Metabolic dysfunction-associated steatotic liver disease (MASLD) affects nearly one in three people worldwide, yet until now, doctors have had few targeted treatments to offer. A recent discovery suggests that something as familiar as vitamin B3 could hold the key to slowing—or even reversing—the disease.
Researchers from South Korea have pinpointed a genetic trigger that fuels fatty liver disease and found that niacin, a form of vitamin B3, can counteract its effects. The findings, published in Metabolism, open the door to repurposing a safe, widely available compound for a condition that has reached epidemic levels. Here’s what the study uncovered and why experts are hopeful.
A closer look at the MASLD study
The research team, led by Professor Jang Hyun Choi of the Ulsan National Institute of Science and Technology, focused on a small molecule called microRNA-93 (miR-93). This molecule, present in liver cells, acts like a switch that controls how certain genes function. In both human patients with MASLD and in experimental animal models, miR-93 was found at unusually high levels.
When miR-93 is overactive, it blocks the activity of SIRT1, a gene crucial for regulating fat metabolism in the liver. This disruption drives the buildup of fat, inflammation, and eventually scarring of liver tissue. In laboratory experiments, mice engineered to overproduce miR-93 developed severe fatty liver disease, while blocking miR-93 dramatically improved their liver health.

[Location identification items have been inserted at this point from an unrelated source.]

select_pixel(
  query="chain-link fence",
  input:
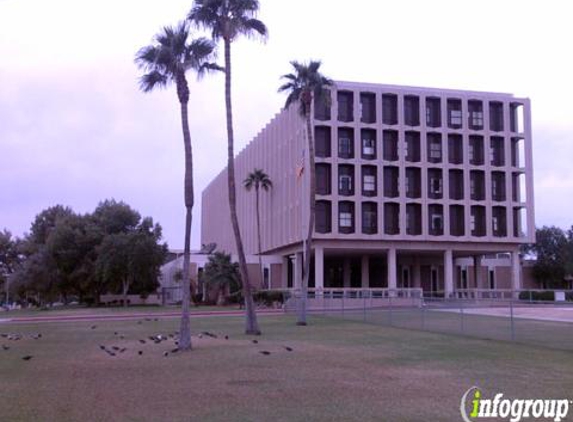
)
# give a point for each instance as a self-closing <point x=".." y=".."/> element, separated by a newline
<point x="500" y="317"/>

These results highlight miR-93 as a key culprit in how MASLD develops and progresses. More importantly, they point to a new way of treating the disease by targeting its genetic roots.
How vitamin B3 fits in
After screening 150 FDA-approved drugs, the researchers found that niacin (vitamin B3) was the most effective at suppressing miR-93 activity. In mice, niacin treatment lowered miR-93 levels, boosted SIRT1 function, and restored balance to fat metabolism in the liver. This not only reduced fat accumulation but also improved insulin sensitivity and other metabolic markers.

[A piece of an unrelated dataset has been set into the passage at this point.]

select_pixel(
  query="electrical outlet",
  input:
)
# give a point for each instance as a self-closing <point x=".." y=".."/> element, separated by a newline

What makes this discovery particularly promising is that niacin is already a well-established medication used for conditions like high cholesterol. Its safety profile is well understood, making it a strong candidate for repurposing in liver disease.

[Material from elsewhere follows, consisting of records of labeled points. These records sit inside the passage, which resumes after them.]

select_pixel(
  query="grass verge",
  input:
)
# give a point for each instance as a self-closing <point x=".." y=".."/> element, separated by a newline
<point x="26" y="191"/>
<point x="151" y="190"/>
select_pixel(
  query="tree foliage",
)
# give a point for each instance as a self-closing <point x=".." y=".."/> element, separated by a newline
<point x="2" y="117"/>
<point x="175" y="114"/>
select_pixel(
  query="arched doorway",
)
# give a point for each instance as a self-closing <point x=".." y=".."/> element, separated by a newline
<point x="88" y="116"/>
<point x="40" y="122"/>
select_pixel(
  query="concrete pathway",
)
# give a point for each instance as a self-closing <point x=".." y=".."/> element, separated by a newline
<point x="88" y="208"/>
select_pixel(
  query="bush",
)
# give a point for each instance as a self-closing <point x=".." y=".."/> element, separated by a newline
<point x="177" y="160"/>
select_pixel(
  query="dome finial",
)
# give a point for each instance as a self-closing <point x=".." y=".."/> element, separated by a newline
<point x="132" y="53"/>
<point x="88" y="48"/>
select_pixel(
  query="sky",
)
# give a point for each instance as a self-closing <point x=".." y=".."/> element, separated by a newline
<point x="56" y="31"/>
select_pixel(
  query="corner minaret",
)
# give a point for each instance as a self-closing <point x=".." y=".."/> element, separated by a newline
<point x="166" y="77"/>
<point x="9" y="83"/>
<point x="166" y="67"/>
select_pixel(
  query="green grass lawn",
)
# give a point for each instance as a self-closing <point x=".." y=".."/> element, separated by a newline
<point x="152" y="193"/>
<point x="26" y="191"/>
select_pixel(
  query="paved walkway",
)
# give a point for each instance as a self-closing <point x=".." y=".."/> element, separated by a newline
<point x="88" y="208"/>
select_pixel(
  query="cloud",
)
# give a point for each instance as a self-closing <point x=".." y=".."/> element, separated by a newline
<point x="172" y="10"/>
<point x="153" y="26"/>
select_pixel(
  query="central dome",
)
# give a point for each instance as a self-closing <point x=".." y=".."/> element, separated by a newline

As the researchers explained, “This study precisely elucidates the molecular origin of MASLD and demonstrates the potential for repurposing an already approved vitamin compound to modulate this pathway, which has high translational clinical relevance”.
The idea of using niacin for fatty liver disease could also open doors for combination therapies. Pairing vitamin B3 with other treatments targeting metabolic dysfunction might help slow or reverse the disease in people at high risk. Still, human clinical trials will be needed before doctors can recommend niacin as a frontline therapy.
MASLD has quietly become the most common liver disorder in the world, often linked to obesity, type 2 diabetes, and metabolic syndrome. The discovery that a simple vitamin may help combat the condition is an encouraging step, especially given the lack of targeted drugs available. While more research is needed, this study suggests that vitamin B3 might become a powerful tool in the fight against fatty liver disease.